Deliberating about torture

New details are emerging about the role of senior members of the cabinet in approving our use of torture. The CIA has already admitted to waterboarding 3 detainees. And we know they sought and acquired the approval of the Justice Department. And we know that the OLC offered legal language to justify torture. What we didn’t have a glimpse of is a picture of the executive deliberations that approved the whole shebang.

Until now. ABC News reports that a ‘principals committee’ met often to deliberate on and ultimately approve particular uses of harsh or 'enhanced' interrogation tactics. The committee consisted of Dick Cheney, Colin Powell, George Tenet, Condoleezza Rice, Donald Rumsfeld, and John Ashcroft. The CIA was evidently nervous about the legal boundaries of these tactics, and each time it sought the direct approval of the committee and Bush.

After many iterations of this approval process, the report asserts that Rice (who was National Security Advisor at the time) told the CIA that “This is your baby. Go do it.” This meant that the CIA had the implicit and general approval of the committee and no longer required explicit approval.

Approval by committee does not mean of course that each member of the committee approved. We know for other reasons that Dick “It’s a no brainer” Cheney and Rumsfeld categorically approved of such measures. However, the report suggests that Powell expressed reservations. Sadly, however, those reservations were not moral, but were rather grounded in the ‘image’ of the US abroad. That is, we would look bad to the world if we approved torture. Indeed.

Now, the article paints these deliberations against a background of “great concern that another terror attack on the nation was imminent.” My historical memory is bad, but I don’t recall any talk of an imminent threat in the Spring of 2002. Does anyone else? We know that one fruit of these interrogations was the capture of Khalid Sheik Mohammad, the alleged mastermind of 9/11. (For some that alone would justify torture.) But, against this background, we might wonder whether revenge for 9/11 played more of a decisive role in these deliberations than preventing an imminent attack.

2 Comments:

Graham Parsons said...

Its been called into question whether torture was instrumental in the capture of Khalid Sheik Mohammed. According to an interesting discussion by Raymond Bonner (http://www.nybooks.com/articles/21257), the CIA has suggested that Abu Zubaydah gave up the whereabouts of KSM under torture. But there has never been any supporting evidence of this offered. There is, however, evidence that it is dubious. Experts at the FBI and the CIA have concluded that Zubaydah is insane and that he was not an important figure in al Qaeda. Under torture, Zubaydah told of plans to attack all manner of things but investigators were never able to verify any such threats.
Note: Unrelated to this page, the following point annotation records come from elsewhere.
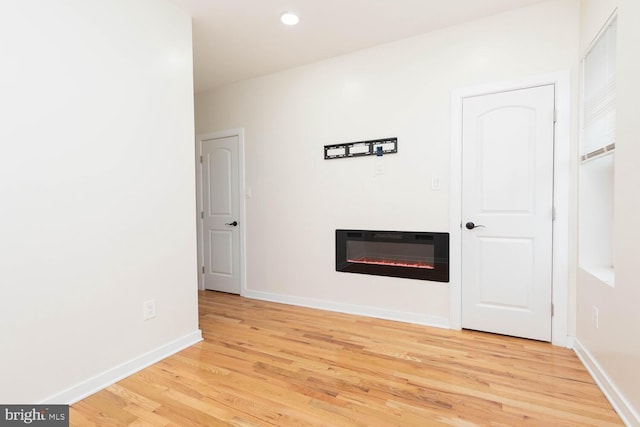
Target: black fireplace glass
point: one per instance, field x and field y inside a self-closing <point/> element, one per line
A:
<point x="413" y="255"/>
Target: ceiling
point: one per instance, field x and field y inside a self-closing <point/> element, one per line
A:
<point x="235" y="40"/>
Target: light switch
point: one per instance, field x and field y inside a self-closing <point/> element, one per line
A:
<point x="435" y="183"/>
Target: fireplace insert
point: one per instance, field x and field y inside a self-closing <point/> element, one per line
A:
<point x="408" y="254"/>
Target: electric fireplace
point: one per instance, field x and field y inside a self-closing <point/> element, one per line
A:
<point x="413" y="255"/>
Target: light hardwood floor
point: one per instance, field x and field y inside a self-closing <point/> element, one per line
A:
<point x="267" y="364"/>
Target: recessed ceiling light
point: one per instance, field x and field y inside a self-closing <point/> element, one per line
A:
<point x="289" y="18"/>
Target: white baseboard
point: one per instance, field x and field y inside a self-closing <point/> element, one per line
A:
<point x="117" y="373"/>
<point x="619" y="402"/>
<point x="379" y="313"/>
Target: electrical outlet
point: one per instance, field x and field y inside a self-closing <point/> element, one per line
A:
<point x="379" y="167"/>
<point x="149" y="309"/>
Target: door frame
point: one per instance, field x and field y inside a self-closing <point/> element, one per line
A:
<point x="561" y="196"/>
<point x="199" y="208"/>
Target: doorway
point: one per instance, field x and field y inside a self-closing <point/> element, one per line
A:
<point x="221" y="211"/>
<point x="478" y="246"/>
<point x="507" y="212"/>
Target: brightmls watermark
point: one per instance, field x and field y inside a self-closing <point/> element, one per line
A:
<point x="34" y="415"/>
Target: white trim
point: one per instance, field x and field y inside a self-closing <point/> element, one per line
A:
<point x="119" y="372"/>
<point x="361" y="310"/>
<point x="243" y="217"/>
<point x="619" y="402"/>
<point x="561" y="195"/>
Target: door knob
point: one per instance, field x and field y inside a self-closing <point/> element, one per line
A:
<point x="471" y="226"/>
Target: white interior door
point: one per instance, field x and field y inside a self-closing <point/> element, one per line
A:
<point x="221" y="214"/>
<point x="507" y="212"/>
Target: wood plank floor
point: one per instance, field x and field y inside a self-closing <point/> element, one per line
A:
<point x="267" y="364"/>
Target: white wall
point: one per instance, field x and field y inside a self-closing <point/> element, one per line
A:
<point x="96" y="190"/>
<point x="613" y="349"/>
<point x="400" y="89"/>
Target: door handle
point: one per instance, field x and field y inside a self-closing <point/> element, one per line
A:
<point x="471" y="226"/>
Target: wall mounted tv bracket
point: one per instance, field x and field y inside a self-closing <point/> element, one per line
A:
<point x="376" y="147"/>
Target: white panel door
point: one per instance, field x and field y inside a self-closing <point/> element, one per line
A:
<point x="221" y="210"/>
<point x="507" y="208"/>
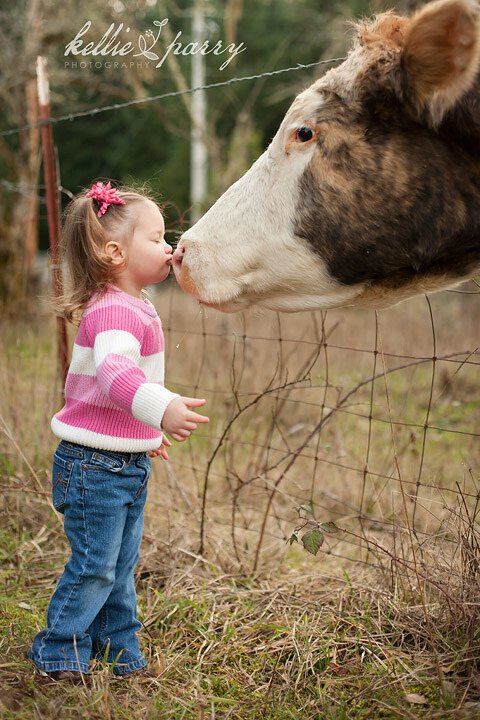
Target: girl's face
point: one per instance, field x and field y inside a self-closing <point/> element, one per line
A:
<point x="148" y="255"/>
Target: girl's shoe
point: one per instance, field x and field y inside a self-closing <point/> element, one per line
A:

Its also unclear whether anything learned from Zubaydah was gathered or could have been gathered without the use of torture.

Any claim that torture has led to some good, no matter how many times its repeated, ought to be met with suspicion.

MT Nguyen said...

Yes, Graham, I unthinkingly wrote that sentence. I learned subsequent to writing my post that the capture of KSM was only tenuously (at best) related to the interrogation of Zubaydah. Apparently, they extracted KSM's nickname from him--but some claim that the CIA already possessed that piece of information.

But I guess my point was not to assert that torture is potentially fruitful, but to raise the suspicion that torture in this case was motivated by revenge and not national security. Torturing an insane Zubaydah makes the revenge motive even more plausible.